Às vezes, Deus cura milagrosamente as pessoas de dores crônicas; outras vezes, não o faz. Nenhuma dessas situações é um indicativo do amor de Deus ou do valor da pessoa. Deus afirma claramente que Ele é soberano sobre tudo e que o Seu plano se cumprirá (Isaías 46:9–11). Às vezes, esse plano inclui sofrimento, mesmo para aqueles que O amam e O servem fielmente (Atos 9:16; 1 Pedro 4:13). O apóstolo Paulo foi um exemplo de alguém totalmente dedicado a Cristo, mas teve de sofrer muitas coisas para permanecer obediente à vontade de Deus para a sua vida (2 Coríntios 11:23–27). Nem é preciso dizer que Paulo deve ter vivido com dores crônicas devido às muitas surras e prisões que sofreu. Não nos é dito o que poderia ter sido o seu “espinho na carne”, mas é perfeitamente possível que fosse algum tipo de dor crônica. Ele implorou ao Senhor que o livrasse disso, e a resposta de Deus tornou-se fonte de força para muitos que sofrem de dor crônica: “A minha graça te basta. O meu poder se aperfeiçoa na fraqueza” (2 Coríntios 12:9).

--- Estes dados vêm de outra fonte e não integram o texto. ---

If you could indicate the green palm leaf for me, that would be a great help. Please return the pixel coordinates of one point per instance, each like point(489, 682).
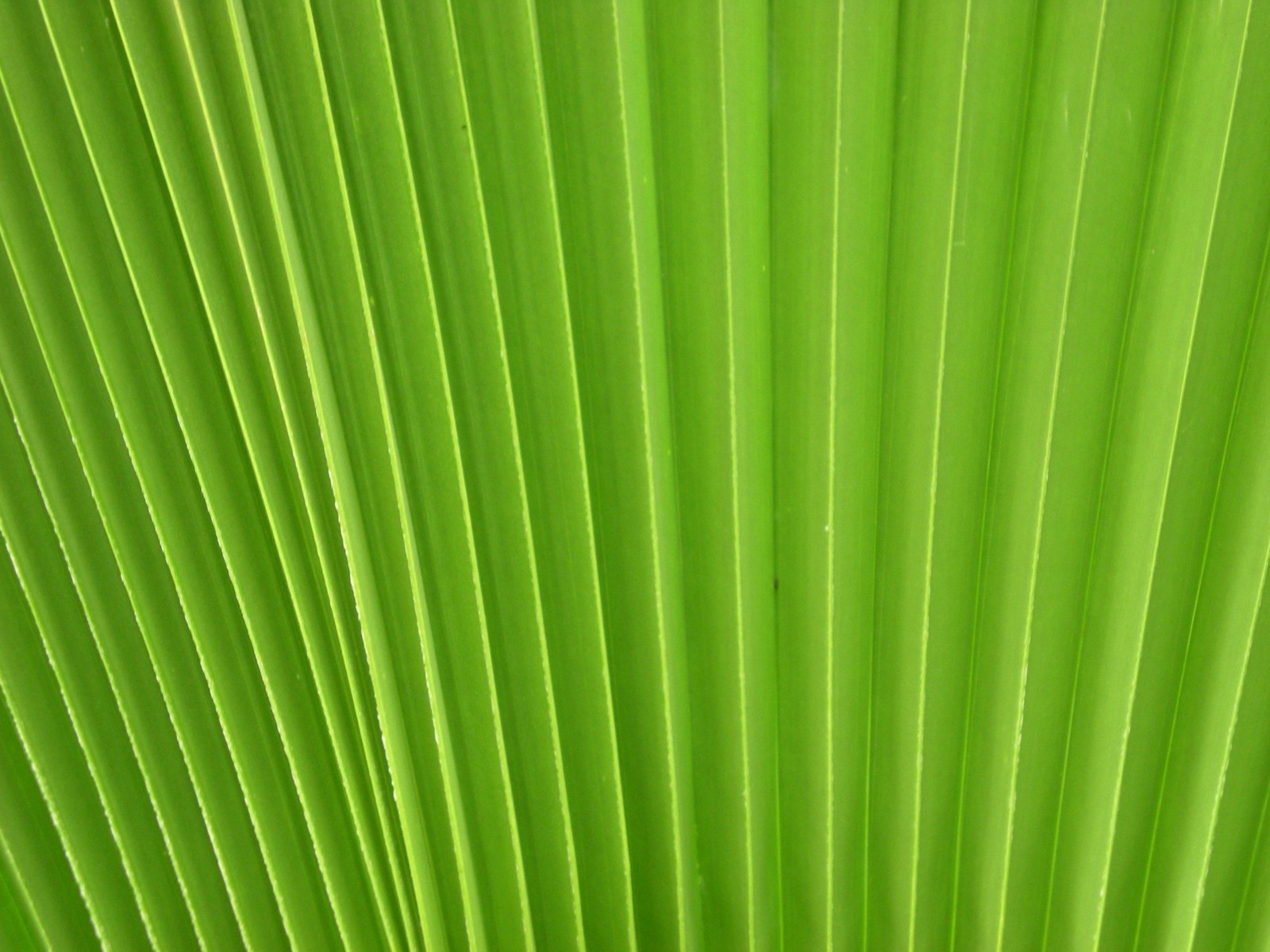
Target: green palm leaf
point(554, 474)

Paulo também escreveu que “a nossa leve e momentânea tribulação produz para nós um eterno peso de glória, acima de toda comparação” (2 Coríntios 4:17). Se Paulo pôde chamar o abuso que sofreu de “leve e momentânea aflição”, então todos nós podemos nos animar e seguir o seu exemplo. Ele parecia estar dizendo que aqueles que aprendem a sofrer bem serão grandemente recompensados por toda a eternidade. Deus não fica de braços cruzados enquanto os Seus filhos sofrem. Ele promete aproximar-Se e confortar-nos quando O invocarmos (Salmo 34:18; Oseias 6:1). Embora a dor crônica seja exaustiva e desanimadora, temos a promessa de Deus de que valerá a pena quando O virmos face a face (Filipenses 3:8–11; 1 Coríntios 13:12). A nossa dor não é em vão quando as nossas vidas são dedicadas à vontade de Deus. Podemos descansar na confiança de que Ele está permitindo isso para os Seus propósitos maiores (Romanos 8:28) e que em breve estaremos com Ele e livres da dor para sempre (Apocalipse 21:4).